In deep inelastic scattering, you describe a collision using the variables $Q^2 = -q^2$ (probe virtuality) and $x = Q^2/2p\cdot q$ (Bjorken x, parton momentum fraction). Now, I seem to remember reading somewhere that in the infinite momentum frame, one of these variables primarily depends on momentum in the transverse direction and the other primarily depends on momentum in the longitudinal direction, but I can't remember which, and checking my most likely sources hasn't turned up anything. Is this actually the case, or is my memory playing tricks on me? And if it is true, which is which?

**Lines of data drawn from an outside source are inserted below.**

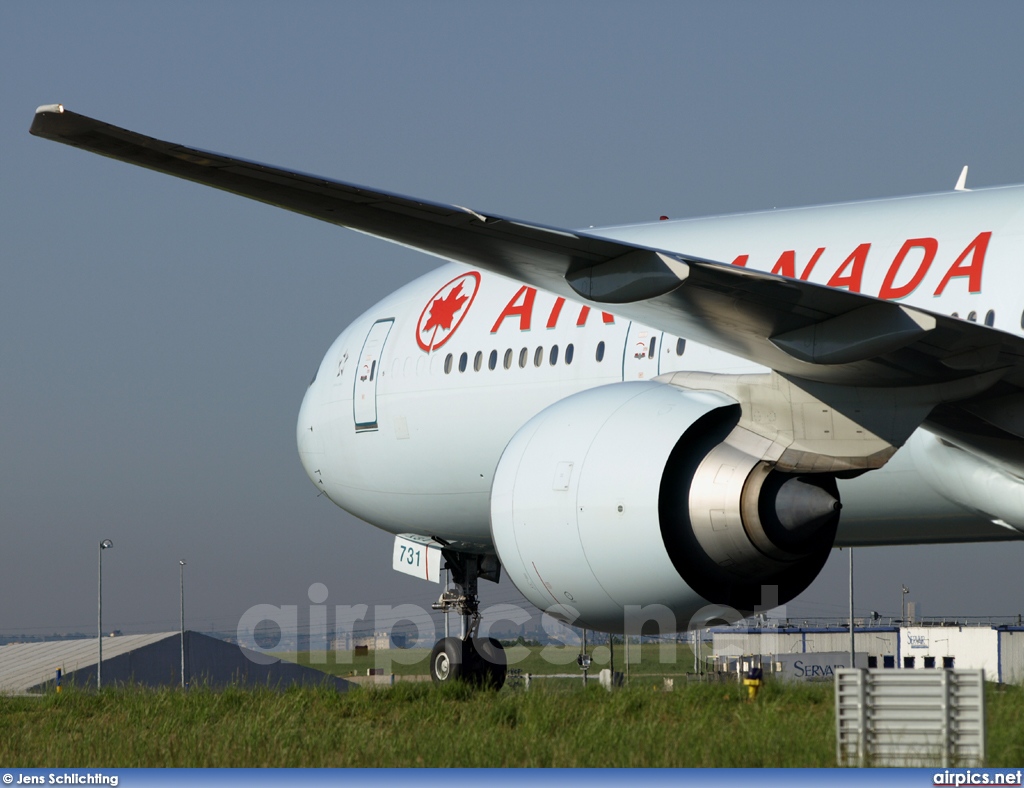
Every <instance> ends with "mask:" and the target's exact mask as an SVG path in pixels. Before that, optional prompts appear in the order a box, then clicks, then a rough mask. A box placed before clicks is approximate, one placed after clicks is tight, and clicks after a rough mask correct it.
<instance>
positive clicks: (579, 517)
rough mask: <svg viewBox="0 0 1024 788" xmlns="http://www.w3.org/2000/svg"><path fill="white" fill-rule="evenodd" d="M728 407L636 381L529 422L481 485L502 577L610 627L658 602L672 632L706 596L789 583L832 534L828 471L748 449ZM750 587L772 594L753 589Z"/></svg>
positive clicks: (561, 607) (612, 627) (781, 587)
mask: <svg viewBox="0 0 1024 788" xmlns="http://www.w3.org/2000/svg"><path fill="white" fill-rule="evenodd" d="M739 415H740V408H739V405H738V404H737V403H736V402H735V401H734V400H732V399H731V398H729V397H728V396H726V395H725V394H722V393H721V392H717V391H687V390H684V389H680V388H677V387H674V386H669V385H665V384H659V383H653V382H637V383H621V384H612V385H610V386H603V387H600V388H596V389H590V390H587V391H584V392H581V393H579V394H574V395H572V396H570V397H567V398H565V399H563V400H561V401H559V402H557V403H555V404H554V405H552V406H550V407H548V408H546V409H545V410H543V411H542V412H541V413H539V414H538V415H537V417H535V418H534V419H531V420H530V421H529V422H527V423H526V424H525V425H524V426H523V427H522V428H521V429H520V430H519V431H518V432H517V433H516V434H515V436H514V437H513V438H512V440H511V441H510V442H509V445H508V446H507V447H506V449H505V452H504V453H503V454H502V458H501V461H500V462H499V464H498V469H497V471H496V473H495V481H494V486H493V487H492V495H490V529H492V535H493V537H494V542H495V546H496V549H497V551H498V555H499V557H500V558H501V561H502V563H503V564H504V566H505V569H506V572H507V573H508V576H509V577H510V578H511V579H512V582H513V583H514V584H515V586H516V587H517V588H518V589H519V590H520V592H521V593H522V594H523V596H525V597H526V599H528V600H529V601H530V602H531V603H532V604H534V605H536V606H537V607H539V608H541V609H542V610H545V611H547V612H549V613H551V614H552V615H554V616H556V617H558V618H561V619H563V620H566V621H572V622H574V623H577V624H579V625H583V626H588V627H591V628H594V629H600V630H602V631H615V632H621V631H624V626H625V625H626V615H627V613H626V612H625V611H627V609H628V608H630V607H632V609H633V611H634V613H632V614H630V615H631V616H633V615H635V612H636V608H637V607H646V606H649V605H655V604H656V605H662V606H665V608H668V609H669V610H671V611H672V613H673V615H674V616H675V619H676V620H675V621H674V622H673V626H674V628H675V629H685V628H686V627H687V625H688V623H689V621H690V618H691V617H692V616H693V615H694V613H696V612H697V611H699V610H701V609H703V608H708V607H709V606H712V605H725V606H729V607H731V608H734V609H736V610H738V611H742V612H743V613H746V612H750V611H752V610H753V609H754V608H755V606H758V605H762V604H764V603H765V602H769V601H771V603H772V604H783V603H785V602H787V601H788V600H791V599H793V598H794V597H795V596H797V595H798V594H800V593H801V592H802V590H804V588H806V587H807V585H809V584H810V582H811V581H812V580H813V579H814V577H815V576H816V575H817V573H818V572H819V571H820V569H821V567H822V566H823V565H824V562H825V560H826V559H827V557H828V551H829V549H830V548H831V543H833V540H834V538H835V534H836V527H837V525H838V524H839V508H840V507H839V500H838V495H839V493H838V490H837V488H836V483H835V479H834V478H833V477H831V476H827V475H821V474H813V475H801V476H796V475H793V474H783V473H780V472H777V471H775V470H774V469H773V468H772V466H771V464H769V463H765V462H762V461H761V459H760V458H759V457H758V456H755V455H752V454H751V453H748V451H744V447H745V446H744V442H743V436H744V432H743V431H742V430H738V431H737V430H735V428H736V424H737V423H738V421H739ZM762 585H774V586H777V595H778V596H777V598H773V593H772V592H771V590H768V592H767V593H766V596H765V598H764V600H763V599H762ZM660 610H663V611H664V608H662V609H660ZM643 617H644V616H643V615H640V616H639V618H643ZM630 620H631V621H635V620H636V619H635V618H632V617H631V619H630ZM655 627H656V628H662V629H664V628H665V627H666V623H665V621H664V620H660V621H658V623H657V624H656V625H655V624H653V623H651V624H649V626H648V628H655ZM629 629H630V630H631V631H636V629H635V623H630V624H629ZM645 631H646V629H645Z"/></svg>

Apologies for asking a vague question, but I'm really drawing a blank on what it is I might have read, and asking here seemed like the quickest way to figure it out ;)

## 1 Answer

David, your memory is right. You want to use the Drell-Yan-West frame with $q^+=0$, using the light-cone coordinates. In those coordinates, $Q^2=-q^2$ is clearly $q_\perp^2$ because the $q^+ q^-$ term vanishes and only depends on the transverse components of $q$.

In the Drell-Yan limit, the fraction $x$ becomes $$x_1 = p_1^- / P_1^-$$ and only depends on the longitudinal components as in equation (26) of

http://arxiv.org/PS_cache/arxiv/pdf/0909/0909.4159v2.pdf

where I send you to refresh some memory - as well as provide you with new keywords and references you may search through. I won't try to make my answer perfect, sorry.

• Perfect or not, that definitely answers my question, thanks. – David Z Feb 24 '11 at 2:56
• Happy to hear it. – Luboš Motl Feb 24 '11 at 6:25